Closed Balls in Open Sets I am brushing up on some real analysis terminology. Suppose we have an open set $E$ and a closed ball $B(x, r)$. Suppose this $r$ is fixed, for example, $r=0.00001$. My question is, can we find this closed ball $B$ in $E$? Or can we find a closed ball in an open ball?
 A: In $\mathbb{R}$, denoting open balls by $B$ and closed ones by $\overline{B}$, we have
$$\begin{align*}
B(x;r) &= \{ z \in \mathbb{R} \mid |x-z| < r \} \\
\overline{B}(x;r) &= \{ z \in \mathbb{R} \mid |x-z| \le r \} 
\end{align*}$$
Thus, given an open ball of radius $r>0$, it is easy to find a closed ball inside: let it have the same center and radius $\rho = r/2$.
For instance, taking $x = 0, r = 1$ gives
$$
B(0;1) = (-1,1) \qquad \overline{B}(0;\rho) = \overline{B} \left( 0 ; \frac 1 2 \right) = \left[ - \frac 1 2 , \frac 1 2 \right] \subseteq (-1,1)$$
A generic open set can be written as a union of open balls, so to handle your question for $E$ a generic open set, simply use the above for any particular open ball in said union.
Now, can we find a particular closed ball, or one of a particular radius for any given open set?
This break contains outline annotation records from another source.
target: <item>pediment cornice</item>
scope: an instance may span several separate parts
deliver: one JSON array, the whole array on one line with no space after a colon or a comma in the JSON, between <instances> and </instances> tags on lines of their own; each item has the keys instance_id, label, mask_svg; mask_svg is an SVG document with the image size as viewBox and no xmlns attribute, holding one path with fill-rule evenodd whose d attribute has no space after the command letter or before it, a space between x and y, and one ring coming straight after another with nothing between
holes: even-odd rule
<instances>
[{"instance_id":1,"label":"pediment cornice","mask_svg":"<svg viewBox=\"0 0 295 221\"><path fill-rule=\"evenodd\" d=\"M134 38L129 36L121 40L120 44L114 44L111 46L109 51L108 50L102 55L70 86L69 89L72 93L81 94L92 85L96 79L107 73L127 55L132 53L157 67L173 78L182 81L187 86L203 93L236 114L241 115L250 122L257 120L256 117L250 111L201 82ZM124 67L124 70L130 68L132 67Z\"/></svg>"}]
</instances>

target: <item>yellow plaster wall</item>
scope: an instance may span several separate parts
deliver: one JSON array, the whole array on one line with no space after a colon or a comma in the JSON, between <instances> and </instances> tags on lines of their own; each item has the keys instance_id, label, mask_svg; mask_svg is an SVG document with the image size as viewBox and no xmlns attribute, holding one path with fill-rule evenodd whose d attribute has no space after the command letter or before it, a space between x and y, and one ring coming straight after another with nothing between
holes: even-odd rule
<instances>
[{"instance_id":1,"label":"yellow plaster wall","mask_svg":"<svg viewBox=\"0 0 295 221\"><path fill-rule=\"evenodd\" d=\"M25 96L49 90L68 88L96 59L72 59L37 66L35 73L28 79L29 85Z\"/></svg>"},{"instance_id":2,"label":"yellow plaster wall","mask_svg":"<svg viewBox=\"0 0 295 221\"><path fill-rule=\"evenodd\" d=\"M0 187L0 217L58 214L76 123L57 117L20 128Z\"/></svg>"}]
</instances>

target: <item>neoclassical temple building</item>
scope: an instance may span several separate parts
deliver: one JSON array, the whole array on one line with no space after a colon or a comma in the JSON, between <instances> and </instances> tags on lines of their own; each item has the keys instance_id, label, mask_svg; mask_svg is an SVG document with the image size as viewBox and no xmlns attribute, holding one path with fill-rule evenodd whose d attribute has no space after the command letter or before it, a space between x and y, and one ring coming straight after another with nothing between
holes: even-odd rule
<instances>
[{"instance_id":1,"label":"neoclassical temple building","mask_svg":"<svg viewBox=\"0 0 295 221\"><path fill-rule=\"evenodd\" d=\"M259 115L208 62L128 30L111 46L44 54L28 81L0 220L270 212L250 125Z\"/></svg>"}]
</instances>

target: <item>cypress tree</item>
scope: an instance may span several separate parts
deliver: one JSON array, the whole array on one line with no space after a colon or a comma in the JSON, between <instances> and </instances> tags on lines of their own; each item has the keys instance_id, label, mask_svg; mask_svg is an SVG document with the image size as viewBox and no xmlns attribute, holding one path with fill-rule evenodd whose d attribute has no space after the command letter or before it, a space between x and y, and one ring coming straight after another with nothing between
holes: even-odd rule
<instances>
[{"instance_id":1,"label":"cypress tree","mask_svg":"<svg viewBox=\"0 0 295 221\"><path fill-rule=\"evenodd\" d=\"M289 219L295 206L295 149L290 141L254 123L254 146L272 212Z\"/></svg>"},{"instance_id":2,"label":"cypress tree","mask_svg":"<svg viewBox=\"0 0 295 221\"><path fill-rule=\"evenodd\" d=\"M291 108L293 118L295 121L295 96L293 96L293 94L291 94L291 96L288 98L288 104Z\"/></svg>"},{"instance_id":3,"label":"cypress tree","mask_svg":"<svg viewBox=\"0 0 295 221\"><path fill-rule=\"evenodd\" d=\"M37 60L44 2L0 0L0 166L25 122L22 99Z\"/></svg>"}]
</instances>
Not necessarily. If we want a closed ball of radius $r=10$, it's going to be impossible to find one in $B(0;1) = (-1,1)$, for the obvious reason it just is too big. In general, seeking one of radius $r$, just use $r/2$ for your ball.
A: If your question is "can we always find a closed ball of radius $r = 10^{-5}$ contained in an open set of the real line?", then the answer is no. Let $\varepsilon = 10^{-10000000000}$ (just to make  a point). Then obviously the open set $(\pi - \varepsilon, \pi + \varepsilon)$ does not contain any ball of radius $r = 10^{-5}$ (as you fixed it). It can only contain closed balls of radius $< \frac{\varepsilon}{2}$.
On the other hand, if your question is "can we always find a closed ball of radius $\varepsilon$ sufficiently small contained in an open set?", then the answer is yes almost by definition. If $E$ is an open set and $x_0 \in E$ is any point of $E$,  then by definition there exists $\delta> 0$ such that the open ball of radius $\delta$ centered at $x_0$ is fully contained in $E$. Then it's clear that the closed ball of radius $\varepsilon \doteq \frac{\delta}{2}$ centered at $x_0$ is fully contained in $E$.